Solar winds stole atmosphere and vitality from Mars

- By Joel Achenbach The Washington Post

Mars was once wetter and warmer, and possibly a congenial environmen­t for life as we know it.

Today, it looks mighty dead, with all due respect. If there’s life, it’s cryptic.

Mars is not the planet it used to be. It’s a desert world, with a pitifully thin atmosphere less than 1 percent the density of Earth’s. That leaves the surface exposed to radiation and prone to huge temperatur­e swings from day to night.

If Mars was ever blue or green, it is surely red now. What happened?

In 2013, NASA launched a robotic probe called MAVEN — for Mars Atmosphere and Volatile Evolution — to help crack the mystery.

The spacecraft, a sevenfoot cube flanked by solar panels that together span 37 feet, arrived in Mars orbit the next year. It since has made more than 4,000 elliptical orbits, sniffing the Martian upper atmosphere and dipping to within 100 miles of the surface in its path around the planet.

In a paper last week in the journal Science, the MAVEN team published its first major finding: Much and possibly most of the Martian atmosphere has been lost to space, violently scraped from the planet by the solar wind.

The solar wind is a steady stream of particles, mostly protons and electrons, emitted by the sun. It continues far beyond Pluto before finally tuckering out.

Earth is also in its path but has a protective magnetic field, something Mars conspicuou­sly lacks.

The solar wind is deflected by Earth’s magnetic field while pummeling Mars head on.

Lead author Bruce Jakosky, a University of Colorado planetary scientist who is the principal investigat­or for the $600 million MAVEN mission, said the spacecraft used a mass spectromet­er to sample two isotopes of the element argon in the upper Martian atmosphere.

Argon is special because it is nonreactiv­e chemically. Unlike, say, carbon dioxide, it would not have reacted with the surface of the young Mars and been depleted from the atmosphere that way. Once in the atmosphere, it should stay there — unless something comes along and knocks it into space by brute force. The lighter variant of argon is more likely to be blown into space, and by studying the ratio of lighter and heavier argon, the MAVEN team could calculate the likely effects of the solar wind.

That wind, streaming through space at several hundred miles per second, creates its own magnetic field, inciting atmospheri­c particles to accelerate to high speed and then start careening around, slamming into things. That process, known as sputtering, blew most of the argon and other atmospheri­c gases into space, the MAVEN team concluded.

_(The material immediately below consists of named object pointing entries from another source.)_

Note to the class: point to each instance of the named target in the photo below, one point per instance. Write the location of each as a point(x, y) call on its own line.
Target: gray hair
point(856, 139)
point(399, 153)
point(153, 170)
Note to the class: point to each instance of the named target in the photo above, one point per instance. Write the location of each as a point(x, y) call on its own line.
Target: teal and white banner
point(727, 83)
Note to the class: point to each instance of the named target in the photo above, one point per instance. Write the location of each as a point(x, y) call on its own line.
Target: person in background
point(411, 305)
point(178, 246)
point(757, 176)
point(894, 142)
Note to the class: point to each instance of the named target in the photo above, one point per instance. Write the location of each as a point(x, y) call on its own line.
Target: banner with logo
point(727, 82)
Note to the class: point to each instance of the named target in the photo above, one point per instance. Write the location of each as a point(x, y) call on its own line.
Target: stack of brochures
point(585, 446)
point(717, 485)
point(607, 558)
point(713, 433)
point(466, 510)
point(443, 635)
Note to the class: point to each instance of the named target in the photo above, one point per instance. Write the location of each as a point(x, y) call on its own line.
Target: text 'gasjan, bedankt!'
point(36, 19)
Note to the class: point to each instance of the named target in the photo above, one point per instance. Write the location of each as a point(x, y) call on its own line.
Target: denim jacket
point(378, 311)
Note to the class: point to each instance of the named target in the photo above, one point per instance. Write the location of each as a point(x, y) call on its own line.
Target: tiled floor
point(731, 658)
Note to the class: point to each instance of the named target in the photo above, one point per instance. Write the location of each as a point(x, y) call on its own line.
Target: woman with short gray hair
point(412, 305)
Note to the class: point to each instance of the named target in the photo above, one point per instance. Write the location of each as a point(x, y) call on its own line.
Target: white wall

“It’s like a break shot in pool when you send a cue ball in at high speed and everything goes every which way,” Jakosky said. This process “may have played the major role in changing the climate. That is, the bulk of the atmosphere has been lost to space.”

And it’s something still happening today, “potentiall­y in quantities sufficient to change the planet’s climate,” the scientists wrote.

Why doesn’t Mars have a magnetic field to protect it from the solar wind and all that sputtering? The problem is right in the core of the planet. Mars had a magnetic field when it was young and its iron core was molten and convecting — which is what Earth’s iron core does to this day. But Mars is smaller than Earth, and sometime about 4.2 billion years ago that molten Martian core froze up, Jakosky said.

In this scenario, turning off the magnetic field meant turning on the effects of the solar wind, and Mars began losing its atmosphere.

“On Earth, the magnetic dynamo can help divert some of these particles that cause sputtering all around,” said Paul Mahaffy, a planetary scientist at the NASA Goddard Space Flight Center in Maryland and a co-author of the new paper.

The bottom line is that, although planets are common in the universe, they need a lot of things to go right if they want to be brimming with life for billions of years. So far, the number of planets known to have all the right features is stuck at one.